Mutharika’s attack on mineral ‘traitors’ highlights need for stronger state capacity in mining
President Arthur Peter Mutharika’s denunciation of mineral smugglers as “traitors” is, by the standards of Malawian political rhetoric, unusually pointed.

It came at the swearing-in of Thoko Tembo as the country’s first dedicated minister of mining, a role carved out of what was previously a combined energy-and-mining portfolio.
The severity of the language is worth noting, not because such theft is new, but because acknowledging it so bluntly is.
Malawi’s mining sector has for years been characterised by three related failures: agreements struck on unfavourable terms, enforcement too weak to stop resources leaving the country outside official channels, and a general opacity that has made it difficult to establish who benefits from either.
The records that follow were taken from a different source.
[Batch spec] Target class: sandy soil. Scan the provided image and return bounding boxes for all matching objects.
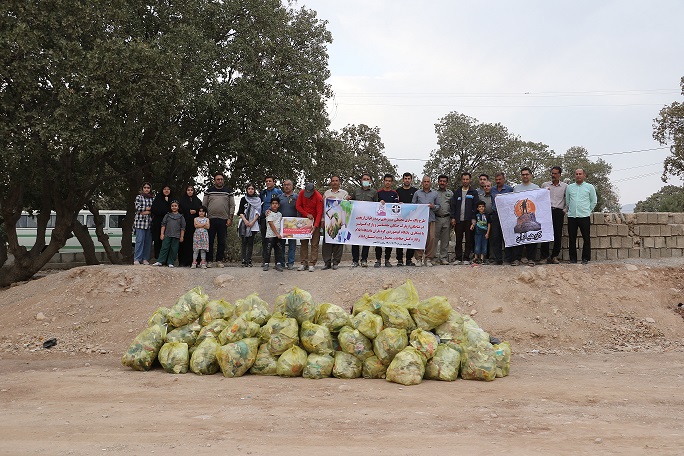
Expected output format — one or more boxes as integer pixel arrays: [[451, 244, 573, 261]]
[[0, 260, 684, 455]]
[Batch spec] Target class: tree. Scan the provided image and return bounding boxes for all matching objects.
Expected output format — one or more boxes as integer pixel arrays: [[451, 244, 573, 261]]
[[634, 185, 684, 212], [547, 146, 620, 212], [653, 76, 684, 182]]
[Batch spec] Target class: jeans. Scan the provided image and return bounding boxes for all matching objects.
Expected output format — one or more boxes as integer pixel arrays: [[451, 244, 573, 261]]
[[133, 228, 152, 262]]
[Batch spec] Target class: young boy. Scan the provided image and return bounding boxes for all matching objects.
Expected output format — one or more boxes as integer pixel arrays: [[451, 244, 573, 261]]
[[263, 198, 285, 272], [154, 200, 185, 268], [470, 201, 491, 264]]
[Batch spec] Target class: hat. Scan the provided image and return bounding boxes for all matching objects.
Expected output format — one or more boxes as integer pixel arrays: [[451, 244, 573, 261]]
[[304, 182, 314, 198]]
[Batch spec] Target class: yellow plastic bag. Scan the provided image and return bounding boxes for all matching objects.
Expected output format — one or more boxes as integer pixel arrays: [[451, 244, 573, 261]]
[[386, 347, 425, 386], [332, 352, 363, 379], [302, 353, 335, 379], [121, 325, 166, 371], [158, 342, 190, 374], [216, 337, 259, 378], [299, 321, 333, 355], [352, 310, 384, 339]]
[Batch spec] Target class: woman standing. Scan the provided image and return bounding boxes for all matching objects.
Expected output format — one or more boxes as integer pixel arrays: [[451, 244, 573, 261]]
[[133, 182, 153, 265], [152, 185, 173, 259], [178, 185, 202, 267], [238, 184, 261, 267]]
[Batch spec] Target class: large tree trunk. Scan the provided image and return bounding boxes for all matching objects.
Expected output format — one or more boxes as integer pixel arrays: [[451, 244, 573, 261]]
[[71, 220, 100, 265]]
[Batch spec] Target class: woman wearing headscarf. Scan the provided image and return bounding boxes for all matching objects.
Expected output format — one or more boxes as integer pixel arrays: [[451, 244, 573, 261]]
[[178, 185, 202, 267], [152, 185, 173, 259]]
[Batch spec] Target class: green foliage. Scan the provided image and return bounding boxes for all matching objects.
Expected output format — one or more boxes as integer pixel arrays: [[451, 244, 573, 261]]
[[653, 76, 684, 182], [634, 185, 684, 212]]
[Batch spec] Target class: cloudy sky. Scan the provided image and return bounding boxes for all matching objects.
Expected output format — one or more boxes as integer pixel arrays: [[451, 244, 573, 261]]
[[299, 0, 684, 204]]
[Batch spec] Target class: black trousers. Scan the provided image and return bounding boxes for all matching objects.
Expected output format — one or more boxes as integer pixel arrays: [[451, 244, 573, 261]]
[[568, 217, 591, 263], [541, 207, 565, 260]]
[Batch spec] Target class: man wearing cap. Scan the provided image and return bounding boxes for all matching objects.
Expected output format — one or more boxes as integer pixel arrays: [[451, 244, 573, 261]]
[[297, 182, 323, 272]]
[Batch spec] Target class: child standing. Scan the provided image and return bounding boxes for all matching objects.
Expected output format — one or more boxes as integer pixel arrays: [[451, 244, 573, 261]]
[[190, 206, 209, 269], [470, 201, 491, 264], [154, 200, 185, 268], [263, 198, 285, 272]]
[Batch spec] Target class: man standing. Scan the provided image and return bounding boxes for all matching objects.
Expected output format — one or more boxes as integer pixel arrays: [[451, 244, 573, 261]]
[[449, 172, 479, 264], [322, 174, 349, 270], [541, 166, 568, 264], [348, 173, 378, 268], [375, 174, 399, 268], [297, 182, 323, 272], [202, 173, 235, 268], [259, 175, 283, 261], [435, 174, 454, 264], [490, 172, 513, 265], [565, 169, 597, 264], [278, 179, 299, 270], [411, 176, 439, 267], [396, 173, 418, 266], [511, 167, 539, 266]]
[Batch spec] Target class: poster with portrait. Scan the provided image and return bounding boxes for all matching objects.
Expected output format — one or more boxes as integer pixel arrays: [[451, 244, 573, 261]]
[[496, 189, 553, 247], [323, 199, 430, 250]]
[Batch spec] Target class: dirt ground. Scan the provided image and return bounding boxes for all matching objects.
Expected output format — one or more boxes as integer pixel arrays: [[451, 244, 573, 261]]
[[0, 259, 684, 456]]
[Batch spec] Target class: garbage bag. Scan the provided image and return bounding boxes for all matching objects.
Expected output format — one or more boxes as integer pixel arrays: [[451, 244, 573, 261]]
[[411, 296, 451, 331], [249, 343, 278, 375], [259, 314, 299, 356], [167, 287, 209, 328], [314, 303, 351, 332], [361, 355, 387, 378], [199, 299, 235, 326], [218, 314, 261, 345], [337, 326, 374, 361], [435, 309, 465, 344], [147, 307, 171, 328], [158, 342, 190, 374], [302, 353, 335, 379], [216, 337, 259, 378], [352, 310, 384, 339], [332, 352, 363, 379], [164, 321, 202, 347], [373, 328, 408, 365], [380, 302, 417, 331], [121, 325, 166, 371], [276, 345, 307, 377], [299, 321, 333, 355], [235, 293, 271, 326], [386, 347, 425, 386], [409, 329, 439, 359], [190, 337, 220, 375], [371, 279, 418, 308], [352, 293, 382, 316], [274, 287, 316, 325], [493, 341, 511, 378], [425, 344, 461, 382]]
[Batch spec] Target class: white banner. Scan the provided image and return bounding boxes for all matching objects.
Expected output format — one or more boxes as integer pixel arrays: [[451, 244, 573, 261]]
[[323, 199, 430, 250], [496, 188, 553, 247]]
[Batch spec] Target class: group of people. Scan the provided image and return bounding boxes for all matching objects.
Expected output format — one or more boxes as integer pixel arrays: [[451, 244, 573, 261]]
[[134, 166, 597, 272]]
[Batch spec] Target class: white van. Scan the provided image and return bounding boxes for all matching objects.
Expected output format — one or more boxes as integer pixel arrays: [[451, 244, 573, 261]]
[[16, 211, 126, 253]]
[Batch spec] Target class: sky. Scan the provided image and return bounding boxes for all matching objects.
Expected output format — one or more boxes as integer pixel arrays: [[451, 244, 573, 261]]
[[298, 0, 684, 204]]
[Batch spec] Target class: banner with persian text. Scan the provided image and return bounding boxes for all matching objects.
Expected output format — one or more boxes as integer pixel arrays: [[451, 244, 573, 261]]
[[323, 199, 430, 250]]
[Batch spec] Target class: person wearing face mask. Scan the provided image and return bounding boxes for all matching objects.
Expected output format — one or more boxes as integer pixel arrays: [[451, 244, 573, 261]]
[[348, 173, 378, 268]]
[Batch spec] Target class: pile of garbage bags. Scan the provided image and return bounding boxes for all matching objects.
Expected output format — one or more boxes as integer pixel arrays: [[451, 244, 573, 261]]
[[121, 280, 511, 385]]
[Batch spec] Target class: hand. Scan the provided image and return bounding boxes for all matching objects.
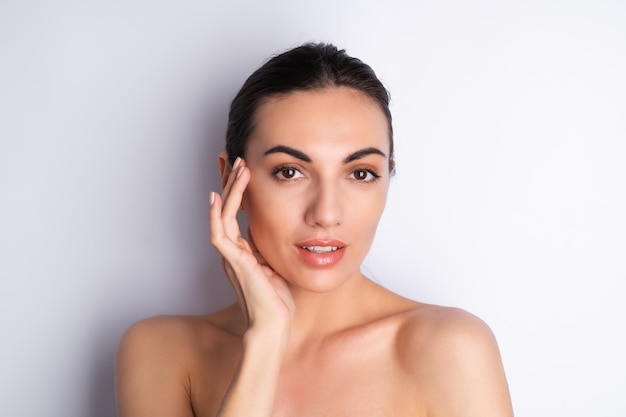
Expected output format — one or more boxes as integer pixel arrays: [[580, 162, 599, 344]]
[[209, 158, 295, 334]]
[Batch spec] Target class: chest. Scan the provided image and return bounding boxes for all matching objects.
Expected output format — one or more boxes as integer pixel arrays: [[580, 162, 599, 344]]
[[274, 342, 422, 417]]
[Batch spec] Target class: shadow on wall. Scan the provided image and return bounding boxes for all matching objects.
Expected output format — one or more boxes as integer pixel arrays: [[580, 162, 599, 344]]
[[88, 86, 239, 417]]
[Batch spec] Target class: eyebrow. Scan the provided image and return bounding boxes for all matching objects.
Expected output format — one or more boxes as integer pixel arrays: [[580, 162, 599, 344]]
[[263, 145, 387, 164]]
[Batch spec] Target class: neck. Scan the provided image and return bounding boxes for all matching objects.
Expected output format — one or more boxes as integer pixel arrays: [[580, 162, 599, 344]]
[[289, 273, 372, 350]]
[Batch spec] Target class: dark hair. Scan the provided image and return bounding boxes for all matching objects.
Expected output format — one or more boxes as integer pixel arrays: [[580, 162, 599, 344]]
[[226, 43, 394, 170]]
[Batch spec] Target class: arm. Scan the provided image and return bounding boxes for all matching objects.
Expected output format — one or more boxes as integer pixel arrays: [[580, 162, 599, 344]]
[[115, 317, 193, 417], [404, 308, 513, 417]]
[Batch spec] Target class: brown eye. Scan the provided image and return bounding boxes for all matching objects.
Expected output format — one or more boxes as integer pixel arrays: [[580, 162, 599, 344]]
[[272, 166, 303, 181], [350, 169, 380, 183], [280, 168, 296, 180], [354, 169, 369, 181]]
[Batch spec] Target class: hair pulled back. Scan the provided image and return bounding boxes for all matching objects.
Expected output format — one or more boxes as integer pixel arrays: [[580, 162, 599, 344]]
[[226, 43, 394, 170]]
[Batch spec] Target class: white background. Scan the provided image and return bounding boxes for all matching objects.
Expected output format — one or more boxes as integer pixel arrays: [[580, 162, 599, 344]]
[[0, 0, 626, 417]]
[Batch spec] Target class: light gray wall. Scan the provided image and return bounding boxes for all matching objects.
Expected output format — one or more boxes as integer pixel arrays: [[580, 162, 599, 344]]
[[0, 0, 626, 417]]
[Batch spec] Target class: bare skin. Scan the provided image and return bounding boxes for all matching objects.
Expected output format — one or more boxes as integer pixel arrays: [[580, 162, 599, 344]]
[[116, 88, 513, 417]]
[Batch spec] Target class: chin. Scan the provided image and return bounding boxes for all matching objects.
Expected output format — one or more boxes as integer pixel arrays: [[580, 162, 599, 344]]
[[284, 268, 360, 294]]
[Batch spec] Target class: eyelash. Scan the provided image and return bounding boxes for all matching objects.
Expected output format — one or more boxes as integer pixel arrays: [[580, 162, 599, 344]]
[[272, 165, 380, 185]]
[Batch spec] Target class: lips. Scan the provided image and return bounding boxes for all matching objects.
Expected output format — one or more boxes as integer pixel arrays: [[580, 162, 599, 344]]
[[296, 239, 347, 268]]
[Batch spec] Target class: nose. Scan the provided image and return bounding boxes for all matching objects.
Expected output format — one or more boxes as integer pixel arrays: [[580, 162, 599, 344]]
[[305, 184, 345, 228]]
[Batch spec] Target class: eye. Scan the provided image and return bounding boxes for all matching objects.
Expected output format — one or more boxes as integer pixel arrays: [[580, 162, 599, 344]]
[[273, 167, 303, 181], [350, 169, 380, 182]]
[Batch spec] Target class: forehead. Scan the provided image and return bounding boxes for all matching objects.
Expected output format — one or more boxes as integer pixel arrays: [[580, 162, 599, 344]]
[[248, 87, 390, 154]]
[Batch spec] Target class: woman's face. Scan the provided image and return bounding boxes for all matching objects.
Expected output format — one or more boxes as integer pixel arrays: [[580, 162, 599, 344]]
[[243, 88, 390, 292]]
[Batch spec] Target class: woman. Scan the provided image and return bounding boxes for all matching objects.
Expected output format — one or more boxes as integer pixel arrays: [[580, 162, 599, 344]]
[[117, 44, 513, 417]]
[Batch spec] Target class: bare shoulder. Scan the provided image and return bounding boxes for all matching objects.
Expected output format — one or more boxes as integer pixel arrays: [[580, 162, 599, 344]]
[[115, 306, 241, 417], [397, 304, 513, 417], [399, 304, 495, 353]]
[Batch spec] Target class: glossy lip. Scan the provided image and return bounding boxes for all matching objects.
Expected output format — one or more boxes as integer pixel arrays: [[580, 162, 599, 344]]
[[296, 239, 347, 268]]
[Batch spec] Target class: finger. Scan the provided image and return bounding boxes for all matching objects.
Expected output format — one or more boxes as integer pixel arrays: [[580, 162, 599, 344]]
[[222, 157, 241, 200], [209, 192, 241, 261], [222, 166, 250, 241], [248, 227, 269, 265]]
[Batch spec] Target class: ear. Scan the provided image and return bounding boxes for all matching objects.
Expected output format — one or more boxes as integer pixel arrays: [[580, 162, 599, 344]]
[[217, 151, 233, 190]]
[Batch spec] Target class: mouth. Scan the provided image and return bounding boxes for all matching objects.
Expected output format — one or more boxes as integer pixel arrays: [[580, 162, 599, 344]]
[[296, 239, 347, 268], [300, 246, 339, 253]]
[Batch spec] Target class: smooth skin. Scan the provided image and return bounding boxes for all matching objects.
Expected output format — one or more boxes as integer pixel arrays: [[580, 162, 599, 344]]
[[116, 88, 513, 417]]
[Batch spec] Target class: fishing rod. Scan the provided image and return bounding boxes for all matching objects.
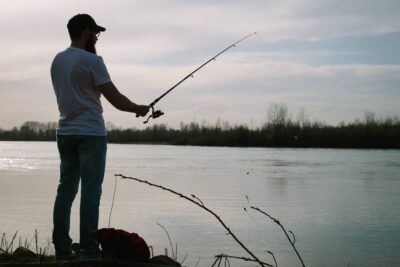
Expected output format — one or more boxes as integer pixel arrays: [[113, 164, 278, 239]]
[[136, 32, 257, 123]]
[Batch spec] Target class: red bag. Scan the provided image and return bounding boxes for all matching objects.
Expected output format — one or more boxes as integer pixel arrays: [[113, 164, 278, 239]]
[[92, 228, 150, 262]]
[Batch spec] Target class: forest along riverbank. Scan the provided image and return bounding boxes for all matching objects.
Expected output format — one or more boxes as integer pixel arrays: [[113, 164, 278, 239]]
[[0, 113, 400, 149]]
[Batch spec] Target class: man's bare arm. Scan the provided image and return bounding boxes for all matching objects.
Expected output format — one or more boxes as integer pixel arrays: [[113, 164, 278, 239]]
[[97, 82, 149, 117]]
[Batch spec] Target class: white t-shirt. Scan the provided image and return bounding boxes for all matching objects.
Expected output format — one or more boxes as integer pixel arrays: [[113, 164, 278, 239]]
[[51, 47, 111, 136]]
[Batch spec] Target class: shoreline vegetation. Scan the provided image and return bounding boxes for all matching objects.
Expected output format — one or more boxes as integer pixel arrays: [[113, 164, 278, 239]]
[[0, 104, 400, 149]]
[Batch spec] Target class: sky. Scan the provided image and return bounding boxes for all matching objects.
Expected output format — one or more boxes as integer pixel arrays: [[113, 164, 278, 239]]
[[0, 0, 400, 129]]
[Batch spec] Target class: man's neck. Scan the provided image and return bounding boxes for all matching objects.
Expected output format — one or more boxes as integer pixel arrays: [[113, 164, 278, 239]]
[[71, 41, 85, 49]]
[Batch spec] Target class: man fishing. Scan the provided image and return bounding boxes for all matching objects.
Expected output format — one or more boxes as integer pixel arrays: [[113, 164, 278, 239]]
[[51, 14, 149, 260]]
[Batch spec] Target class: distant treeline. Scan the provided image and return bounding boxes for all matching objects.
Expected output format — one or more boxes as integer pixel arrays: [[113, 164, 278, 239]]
[[0, 104, 400, 148]]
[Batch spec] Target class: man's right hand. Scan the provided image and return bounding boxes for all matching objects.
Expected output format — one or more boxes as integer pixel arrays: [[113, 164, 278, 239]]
[[135, 105, 150, 117]]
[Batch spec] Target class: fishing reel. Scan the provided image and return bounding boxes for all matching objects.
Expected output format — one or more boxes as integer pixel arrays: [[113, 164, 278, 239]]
[[143, 106, 164, 124]]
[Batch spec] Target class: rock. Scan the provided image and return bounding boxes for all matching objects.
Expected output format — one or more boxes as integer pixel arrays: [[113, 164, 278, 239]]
[[13, 247, 36, 259]]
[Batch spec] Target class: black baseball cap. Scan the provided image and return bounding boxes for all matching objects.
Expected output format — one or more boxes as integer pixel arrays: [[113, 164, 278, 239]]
[[67, 14, 106, 33]]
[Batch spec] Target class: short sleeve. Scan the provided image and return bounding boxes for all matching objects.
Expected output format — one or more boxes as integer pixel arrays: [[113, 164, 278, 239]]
[[91, 57, 111, 86]]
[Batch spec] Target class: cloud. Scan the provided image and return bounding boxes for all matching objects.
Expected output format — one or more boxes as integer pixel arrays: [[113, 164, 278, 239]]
[[0, 0, 400, 130]]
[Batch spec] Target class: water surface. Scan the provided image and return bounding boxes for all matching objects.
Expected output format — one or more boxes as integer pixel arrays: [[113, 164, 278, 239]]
[[0, 142, 400, 266]]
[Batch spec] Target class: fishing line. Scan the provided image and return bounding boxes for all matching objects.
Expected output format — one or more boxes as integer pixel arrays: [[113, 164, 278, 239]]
[[136, 32, 257, 123]]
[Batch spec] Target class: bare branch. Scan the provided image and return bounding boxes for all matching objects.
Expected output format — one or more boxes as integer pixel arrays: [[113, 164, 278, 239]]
[[267, 250, 278, 267], [157, 223, 176, 260], [215, 254, 273, 267], [115, 174, 265, 267]]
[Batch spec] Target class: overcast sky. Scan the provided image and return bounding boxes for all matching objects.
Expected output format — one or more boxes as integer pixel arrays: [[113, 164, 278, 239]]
[[0, 0, 400, 129]]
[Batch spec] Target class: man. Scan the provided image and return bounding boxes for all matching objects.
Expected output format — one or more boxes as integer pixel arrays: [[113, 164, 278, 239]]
[[51, 14, 149, 260]]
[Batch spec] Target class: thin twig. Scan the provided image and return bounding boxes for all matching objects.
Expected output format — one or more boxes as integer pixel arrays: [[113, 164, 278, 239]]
[[181, 252, 189, 265], [6, 231, 18, 253], [250, 207, 305, 267], [157, 223, 176, 260], [35, 229, 39, 255], [108, 177, 118, 228], [267, 250, 278, 267], [194, 257, 200, 267], [115, 174, 265, 267]]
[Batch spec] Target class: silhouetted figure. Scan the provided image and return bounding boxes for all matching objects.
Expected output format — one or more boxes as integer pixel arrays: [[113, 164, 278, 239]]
[[51, 14, 149, 260]]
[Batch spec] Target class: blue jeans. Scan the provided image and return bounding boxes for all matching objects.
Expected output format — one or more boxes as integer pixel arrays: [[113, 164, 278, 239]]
[[53, 135, 107, 258]]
Mutharika’s insistence that investors are “businesses, not charities” states the obvious, but obviousness has rarely translated into better outcomes.
Poor bargaining power, not poor awareness, has been the recurring problem.
The institutional reshuffle—splitting mining from energy—implicitly concedes that the old structure was not fit for purpose.
Whether the new one fares better will depend less on its existence than on the technical capacity behind it, something previous governments have promised without delivering.
Labelling smugglers as traitors makes for a strong soundbite, but cartels of this kind rarely operate without some form of political cover, which is precisely what makes them durable. Rhetorical condemnation costs little; disrupting entrenched networks costs a great deal more, in political capital as much as administrative effort.
Malawi’s mineral sector is not short of stated ambition. It has, however, a long history of ambition outpacing implementation.
Mutharika’s remarks are a reasonable opening statement. Whether they amount to more than that will be visible only in enforcement data, not in speeches—a distinction his government has yet to prove it appreciates.